The explosion of mobile devices has given birth to a huge number of new CSS frameworks. This new wave of solutions seem more thoughtful and considered than their predecessors and most of them are based on a few key concepts.
Object-orientated CSS is more of a mindset than anything else. CSS can never truly be an object orientated programming language but the key principles of abstraction and separation can be implemented to create scalable and modular CSS. It’s an ideology that lies at the core of the company. We’ve always strived to create extensible code which is easier to reuse and maintain.

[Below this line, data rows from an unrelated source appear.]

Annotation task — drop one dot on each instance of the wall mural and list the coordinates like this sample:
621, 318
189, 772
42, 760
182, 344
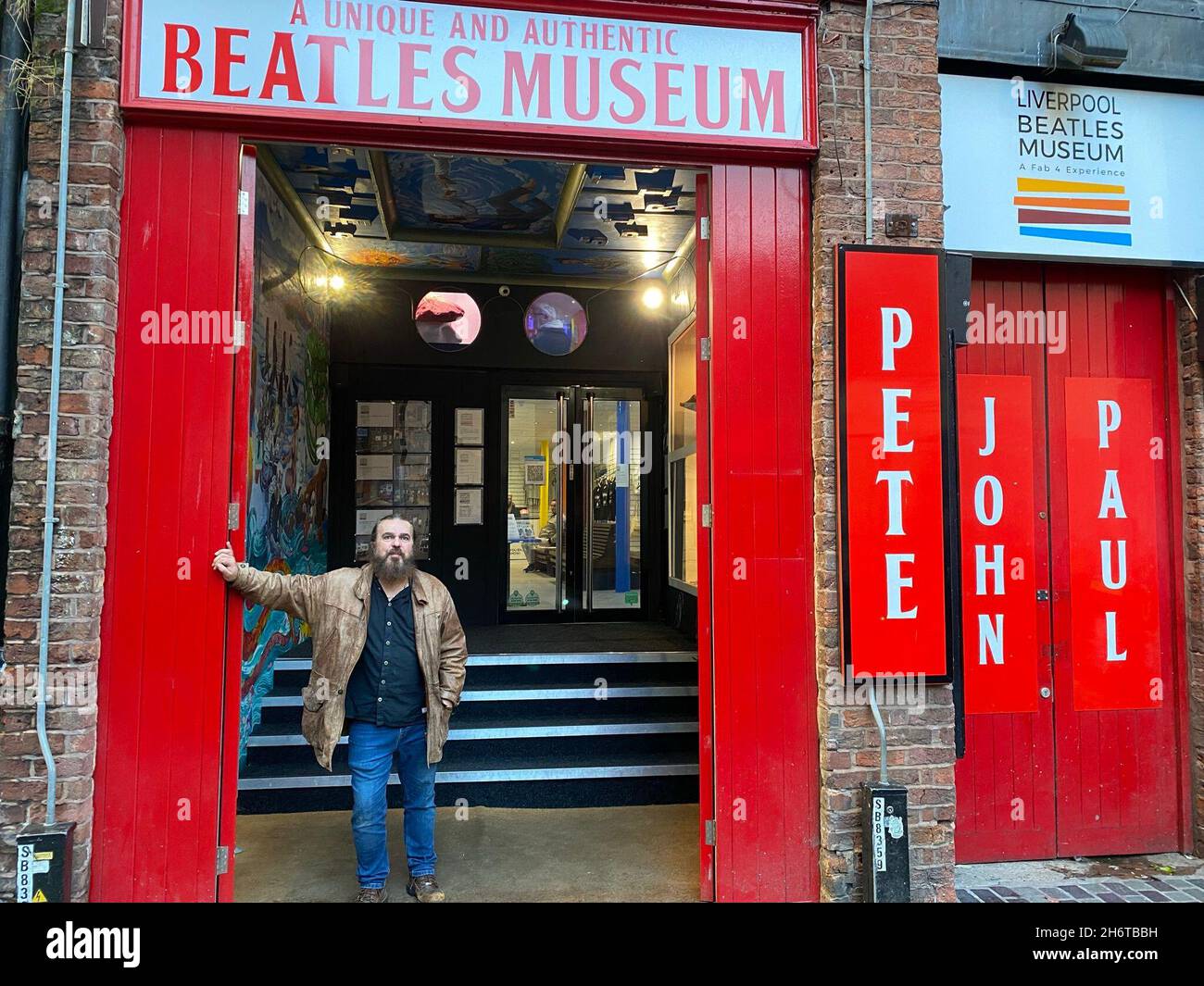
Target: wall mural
289, 416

Scalable and Modular Architecture for CSS is an approach laid out by Jonathan Snook. It’s not a framework in it’s own right, there are no files to download. It’s more of a guide to organising and structuring your CSS and helps to build more maintainable code.
The BEM or ‘Block Element Modifier’ methodology was developed by Yandex. At it’s core is a naming scheme used to split out code into more readable modules. It starts with blocks, which are compounds of elements, which in turn can be modified.
Atomic design has been gaining some traction recently. It approaches designing from an inside-out approach, designing systems of components rather than pages and breaking design into five levels (Atoms, Molecules, Organisms, Templates and Pages).
In many ways we have been using these concepts over the past few years, albeit without defining them. It’s only now, since the birth of responsive design, that we have a renewed focus in creating a scalable CSS framework of our own.
Over the past few weeks we’ve been restructuring and re-engineering our workflow taking advantage of the powerful functionality that SASS brought and pulling the best parts from our favourite frameworks and approaches. You can expect to see a few more updates on the blog over the next few weeks as we fine tune the architecture.